AH  : La mesure promotion est une mesure compliquée en termes de gestion. Les bénéficiaires sont des entreprises exportatrices, peu habituées à être accompagnées, la mesure était nouvelle tant pour les bénéficiaires que pour FranceAgriMer et enfin, il s’agit de mesures immatérielles dont la validation est complexe. Il est facile d’aller vérifier qu’un bâtiment est construit mais complexe de vérifier si une opération d’animation en magasin aux États-Unis ou en Chine a bien eu lieu. Le bilan 2008-2013 est donc très décevant.
Pour 2014-2018, nous avons prévu un encadrement beaucoup plus clair afin que les entreprises sachent le mieux possible ce qu’elles ont comme contraintes pour bénéficier de l’aide. Nous avons également organisé des réunions, y compris dans les régions, de manière à expliquer la mesure et à former les bénéficiaires à sa mobilisation.

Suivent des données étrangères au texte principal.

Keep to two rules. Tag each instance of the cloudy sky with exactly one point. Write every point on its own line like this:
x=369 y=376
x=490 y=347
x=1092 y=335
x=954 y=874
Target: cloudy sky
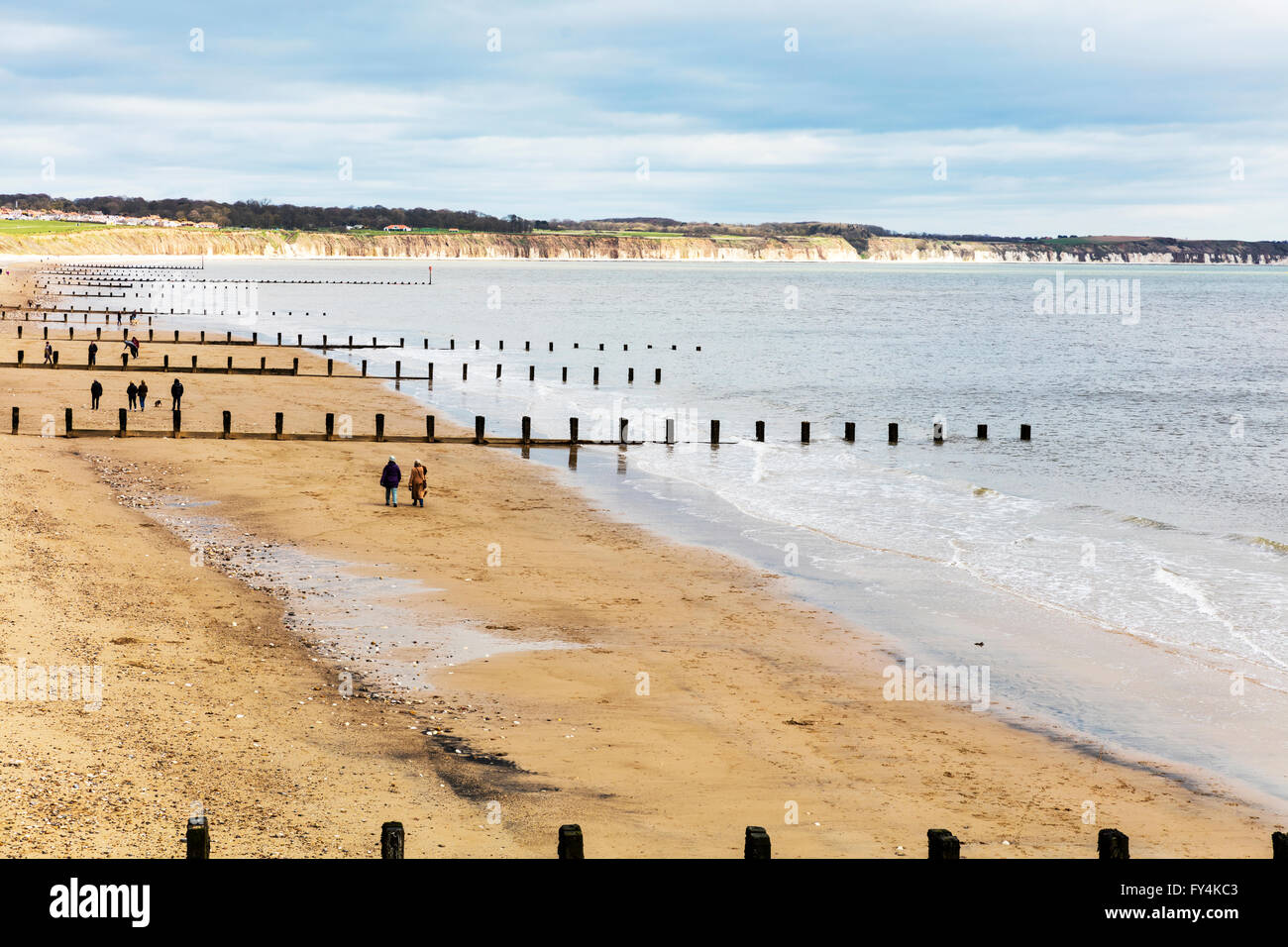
x=1010 y=116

CV  : La nouvelle PAC prévoit des mesures éligibles dans les programmes nationaux vitivinicoles  : l’innovation, la promotion sur le marché intérieur de l’Union européenne et la replantation pour raisons sanitaires. La France va-t-elle adapter son programme pour ces nouvelles mesures ?

AH : Les textes viennent d’être votés par le Conseil et le Parlement européen. Bientôt, la Commission proposera des textes d’application. Après leur validation, il conviendra de décider ou non de les introduire dans le programme français. FranceAgriMer organisera un ou plusieurs groupes de travail pour déterminer les éventuelles modalités, puis une proposition technique et financière sera soumise au Conseil spécialisé. Enfin, le programme national sera modifié pour intégrer ces évolutions. Compte tenu du calendrier, il paraît peu probable que ces dispositions soient mises en place avant le deuxième semestre 2014. Par ailleurs, étant donné les nombreuses limites envisagées, la nature des mesures et des dépenses éligibles prévues à ce stade par la Commission, laisse présager que ce volet du programme sera peu important.